Ernest Bryant, ART ’18 taught Basic Drawing this summer. He said the class focused on the articulation of space, observational studies and alternative interpretations of drawing, as well as art history.
Bryant told the News that he began the class teaching pieces from Gardner’s “Art Through the Ages” textbook to give students foundational terms so that they could begin be on the same page when speaking about works. The class also analyzed movie posters with hierarchy of scale in mind, and made drawings with different perspectives — on the grid, in an abstract form and from observation.
Roland said that one of Bryant’s students who was recently released got permission to audit an introductory architecture course at Yale College.
Clare Kambhu ART ’18 and Julia Rooney ART ’18 co-taught a course focusing on basic painting techniques. Instead of structuring the class by genre, Rooney said the class focused on concepts that could be applied and used in situations outside the prison facility. Students also kept their own sketchbooks which they could use inside and outside the classroom.
The students created over 100 individual color cards, which were used to assemble a large color wheel as a group.

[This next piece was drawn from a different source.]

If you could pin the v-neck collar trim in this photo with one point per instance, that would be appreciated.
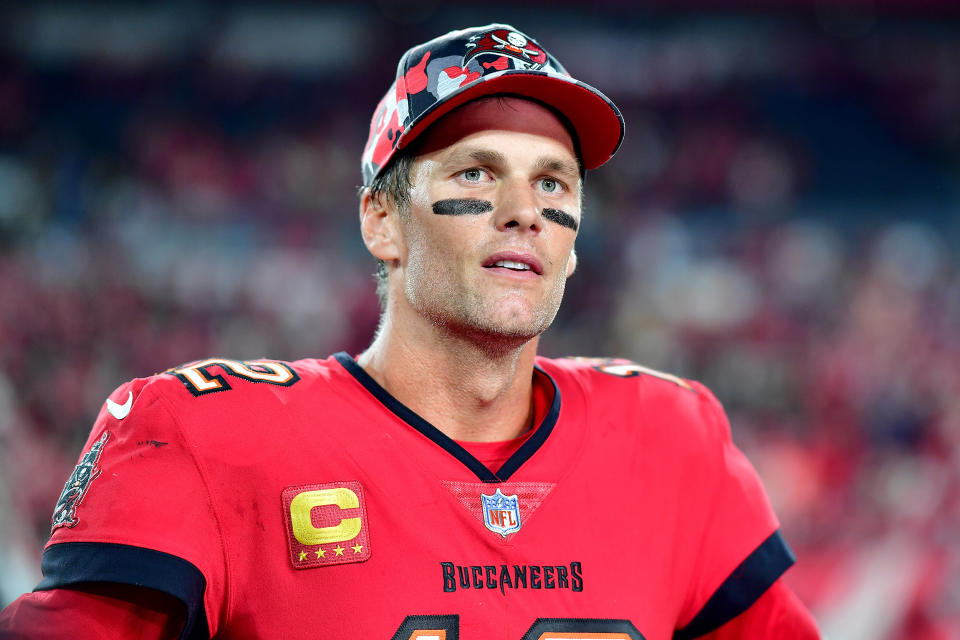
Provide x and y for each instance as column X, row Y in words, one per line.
column 409, row 416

The wheel remained in the classroom for the rest of the course, serving as both a resource and a visually rich work, Rooney told the News.

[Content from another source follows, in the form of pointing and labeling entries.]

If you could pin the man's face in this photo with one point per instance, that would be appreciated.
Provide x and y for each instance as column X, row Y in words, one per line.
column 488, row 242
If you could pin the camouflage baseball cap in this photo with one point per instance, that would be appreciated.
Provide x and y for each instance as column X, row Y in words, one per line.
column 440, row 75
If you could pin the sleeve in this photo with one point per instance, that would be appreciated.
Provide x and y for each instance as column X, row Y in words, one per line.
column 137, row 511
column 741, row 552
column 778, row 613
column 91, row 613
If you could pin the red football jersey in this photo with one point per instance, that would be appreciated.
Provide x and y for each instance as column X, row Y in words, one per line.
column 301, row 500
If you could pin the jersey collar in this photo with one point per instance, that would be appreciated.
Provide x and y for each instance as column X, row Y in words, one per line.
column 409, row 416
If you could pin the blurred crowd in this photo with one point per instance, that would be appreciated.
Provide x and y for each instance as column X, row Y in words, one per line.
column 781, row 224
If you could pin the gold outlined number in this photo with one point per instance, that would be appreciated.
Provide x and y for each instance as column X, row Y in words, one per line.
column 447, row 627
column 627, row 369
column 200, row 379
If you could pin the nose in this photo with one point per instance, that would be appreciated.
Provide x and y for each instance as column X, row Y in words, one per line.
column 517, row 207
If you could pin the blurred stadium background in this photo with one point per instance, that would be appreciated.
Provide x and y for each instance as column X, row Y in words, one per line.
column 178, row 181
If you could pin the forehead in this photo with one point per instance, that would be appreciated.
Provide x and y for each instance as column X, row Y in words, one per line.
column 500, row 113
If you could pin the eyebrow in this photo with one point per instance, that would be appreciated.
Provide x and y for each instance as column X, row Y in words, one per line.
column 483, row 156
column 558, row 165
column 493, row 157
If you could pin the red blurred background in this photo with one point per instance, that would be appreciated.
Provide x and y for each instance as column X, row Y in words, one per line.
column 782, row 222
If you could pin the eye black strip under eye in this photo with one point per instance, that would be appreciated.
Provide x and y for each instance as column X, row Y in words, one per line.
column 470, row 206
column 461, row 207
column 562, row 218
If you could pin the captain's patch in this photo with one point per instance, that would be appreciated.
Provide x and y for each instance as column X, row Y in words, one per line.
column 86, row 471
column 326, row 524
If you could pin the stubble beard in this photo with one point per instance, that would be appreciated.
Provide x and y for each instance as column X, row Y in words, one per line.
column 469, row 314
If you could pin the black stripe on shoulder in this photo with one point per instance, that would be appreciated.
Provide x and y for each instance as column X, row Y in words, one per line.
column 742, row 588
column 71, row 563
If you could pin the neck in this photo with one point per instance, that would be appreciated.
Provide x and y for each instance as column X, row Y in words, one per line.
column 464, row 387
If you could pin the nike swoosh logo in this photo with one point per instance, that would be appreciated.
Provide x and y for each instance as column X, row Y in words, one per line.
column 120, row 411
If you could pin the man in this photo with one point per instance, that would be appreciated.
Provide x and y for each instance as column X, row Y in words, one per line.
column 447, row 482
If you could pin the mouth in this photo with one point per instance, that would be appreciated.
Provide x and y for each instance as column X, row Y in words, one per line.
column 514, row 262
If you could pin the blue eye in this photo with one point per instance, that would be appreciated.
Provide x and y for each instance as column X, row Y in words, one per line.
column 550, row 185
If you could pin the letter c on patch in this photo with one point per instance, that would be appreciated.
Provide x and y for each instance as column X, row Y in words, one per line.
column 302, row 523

“In a place where you’re supposed to be as separated from your body as possible, we wanted it to be as much of a body experience as possible,” Kambhu said.
The program organizers also held study halls, or “studio time,” twice a week when students could have an opportunity to ask questions and complete homework with access to the drawing materials and paint.

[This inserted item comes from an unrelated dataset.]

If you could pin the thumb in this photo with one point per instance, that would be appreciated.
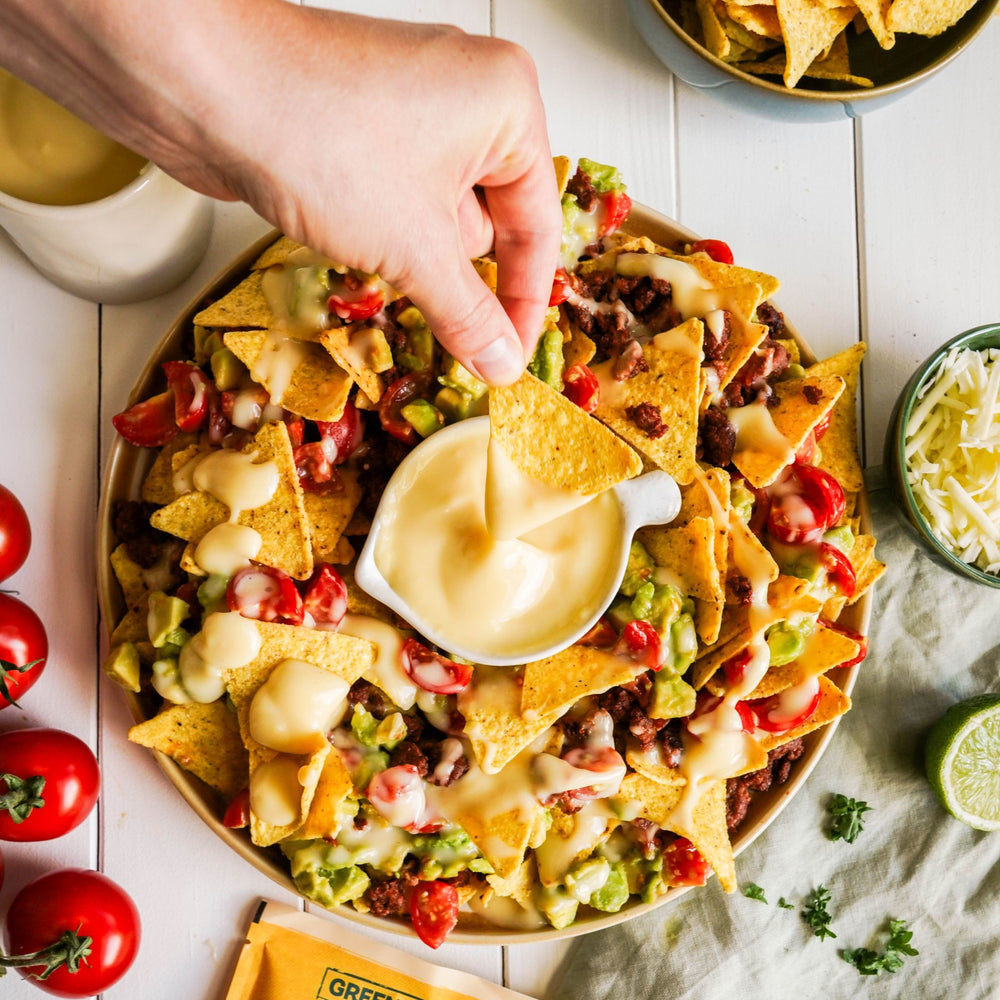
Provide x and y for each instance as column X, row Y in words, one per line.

In addition to the weekslong courses offered, graduate students hosted shorter workshops.
Nate Pyper ART ’18 taught a one-day workshop about zine production, which he said encourages autonomy through self-publishing. After reading and discussing the Russian revolutionary children’s book “About Two Squares” by El Lissitzky, his students used one sheet of paper to make a 6-page zine.
Danny Ginsburg ART ’18 taught a three-day workshop — entitled “Painting Materials” — in which students learned how to make gesso and paint from raw materials to complete a conceptual painting. Before creating their final work, the students were given a piece of paper with dichotomous artistic qualities to constrict and define their painting. One student, whose chosen parameters were “Three colors, with a brush, slow and fast,” had time to create two final pieces. In red, black and white, he painted curved and straight lines that intersected in the middle of the page.
Kuzma told the News that the School of Art hopes to continue, and possibly even expand, the program in the future. She and Roland are considering extending the program to other correctional facilities in Connecticut.
The School of Art was established in 1869.
Correction, Sept. 29: A previous version of this story said that the the Manson Youth Institution houses inmates between the ages of 18 and 21. In fact, the inmates’ ages range from 14 to 21. However, the students involved in the YPEI and School of Art’s partnership program are between the ages of 18 and 21.
Clarification, Sept. 29: This version of the article clarifies that the program at Manson Youth Institution is owned by the YPEI, not the School of Art. It also clarifies that the YPEI classes were offered through the Yale Summer Session.